Windows Sandbox

What is Windows Sandbox?

Windows Sandbox is a lightweight virtualization feature introduced by Microsoft in Windows 10 (starting from version 1903) and Windows 11. It provides users with a secure and isolated environment to run untrusted or potentially malicious applications without affecting the underlying operating system.

Windows Sandbox creates a temporary virtual machine (VM) that mimics a clean installation of Windows. When you open Windows Sandbox, it launches a fresh instance of Windows, separate from your main operating system. Any changes made within the sandbox, such as installed applications, files, or system settings, are contained within the sandbox and do not impact your actual Windows installation.

The primary purpose of Windows Sandbox is to provide a safe testing environment for applications that you may be uncertain about, such as those downloaded from the internet or received from untrusted sources. By running them in the sandbox, you can evaluate their behavior without the risk of affecting your primary system.

Once you close Windows Sandbox, all the changes made within the sandbox are discarded. This ensures that any potential malware or unwanted software is completely removed, and you start with a clean slate every time you use the sandbox.

Windows Sandbox utilizes hardware virtualization capabilities built into modern CPUs, such as Intel VT-x or AMD-V, to provide efficient and secure isolation. It is a feature available in certain editions of Windows, such as Windows 10 Pro, Enterprise, and Education, as well as Windows 11 Pro and Enterprise.

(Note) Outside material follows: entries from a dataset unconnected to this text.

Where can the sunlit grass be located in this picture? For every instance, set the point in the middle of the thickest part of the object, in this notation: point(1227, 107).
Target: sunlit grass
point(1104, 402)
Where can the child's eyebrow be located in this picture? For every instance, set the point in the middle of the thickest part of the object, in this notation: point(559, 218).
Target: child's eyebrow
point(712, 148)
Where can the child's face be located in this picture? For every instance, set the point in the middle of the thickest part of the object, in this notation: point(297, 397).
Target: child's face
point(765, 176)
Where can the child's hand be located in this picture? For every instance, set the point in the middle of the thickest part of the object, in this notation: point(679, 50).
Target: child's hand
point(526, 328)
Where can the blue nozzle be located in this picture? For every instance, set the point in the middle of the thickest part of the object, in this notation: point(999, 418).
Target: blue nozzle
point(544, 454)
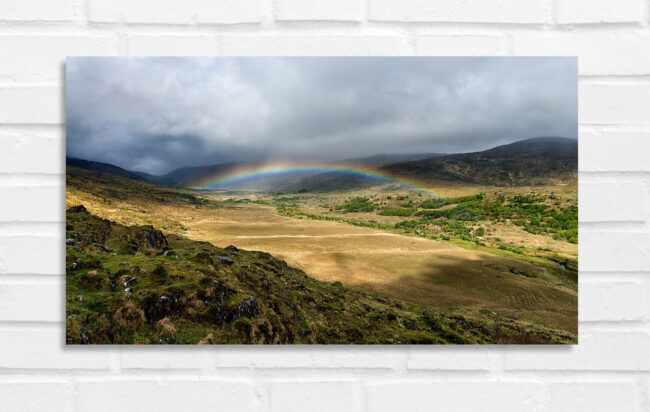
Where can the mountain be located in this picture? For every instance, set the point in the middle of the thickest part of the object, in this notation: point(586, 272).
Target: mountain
point(536, 161)
point(103, 168)
point(384, 159)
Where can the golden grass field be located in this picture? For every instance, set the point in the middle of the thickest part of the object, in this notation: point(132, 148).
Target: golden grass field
point(441, 275)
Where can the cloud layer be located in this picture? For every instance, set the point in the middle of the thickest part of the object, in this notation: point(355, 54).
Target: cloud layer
point(158, 114)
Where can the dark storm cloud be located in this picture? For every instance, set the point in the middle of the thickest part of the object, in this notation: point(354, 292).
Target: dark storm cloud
point(157, 114)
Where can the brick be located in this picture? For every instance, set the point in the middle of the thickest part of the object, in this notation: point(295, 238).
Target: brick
point(312, 45)
point(173, 12)
point(612, 301)
point(620, 104)
point(26, 204)
point(40, 255)
point(614, 151)
point(455, 396)
point(29, 152)
point(43, 57)
point(595, 396)
point(31, 105)
point(471, 11)
point(599, 11)
point(600, 53)
point(36, 396)
point(159, 357)
point(145, 45)
point(449, 358)
point(319, 396)
point(616, 201)
point(164, 395)
point(613, 251)
point(460, 45)
point(45, 349)
point(346, 10)
point(598, 350)
point(37, 10)
point(311, 357)
point(32, 302)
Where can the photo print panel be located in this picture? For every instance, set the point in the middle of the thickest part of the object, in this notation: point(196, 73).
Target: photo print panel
point(321, 200)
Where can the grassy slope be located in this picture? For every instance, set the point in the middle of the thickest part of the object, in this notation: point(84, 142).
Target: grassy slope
point(122, 288)
point(195, 298)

When should I use Windows Sandbox?

1. Running suspicious or untrusted software: If you come across a program or file that you're unsure about, you can use Windows Sandbox to test it without worrying about potential harm to your system. This is particularly useful for evaluating applications from unreliable sources or testing software with unknown origins.
2. Opening potentially dangerous files: When you receive files from unknown sources, such as email attachments or downloaded files from the internet, you can open them in Windows Sandbox to mitigate the risk of malware infecting your main system. The sandbox ensures that any changes made to the files are contained within the isolated environment.
3. Web browsing in a secure environment: If you encounter a website that seems suspicious or could potentially be harmful, you can visit it using Windows Sandbox. This way, any malicious scripts, viruses, or malware that might be present on the website won't be able to affect your primary operating system or compromise your sensitive data.
4. Software testing and debugging: Developers and software testers can take advantage of Windows Sandbox to quickly test and debug their applications. The sandbox provides a clean and isolated environment, allowing them to assess the behavior of their software without interfering with their main development setup.
5. Trying out new software: If you want to experiment with new software or install applications that you're uncertain about, Windows Sandbox offers a convenient way to try them out. You can install and run the software within the sandbox without worrying about potential conflicts or cluttering your primary system.

How do I install Windows Sandbox?

1. Go to settings
2. Click Apps -> Programs and Features -> Turn Windows Features on or off -> Select Windows Sandbox.
3. Reboot

Once you reboot Windows Sandbox is install and can be used to browse the web isolated from your computer. However, you will not be able to transfer files from your host computer to the Windows Sandbox. To do this you need to create a .wsb configuration file.

Here is a very basic .wsb configuration file.

<Configuration>

<MappedFolders>
  <MappedFolder>
    <HostFolder>FULL PATH TO FOLDER ON HOST COMPUTER</HostFolder>
    <ReadOnly>True</ReadOnly>
  </MappedFolder>
</MappedFolders>

</Configuration>

A full description of configuration options is available on the Microsoft website here:

Note: Initially, I encountered an error "Invalid Configuration File" when I tried to place the host folder in OneDrive. I do not know if it was because it was in OneDrive or because my full path included an "&" and once I used a simpler path, not in OneDrive the issue was resolved.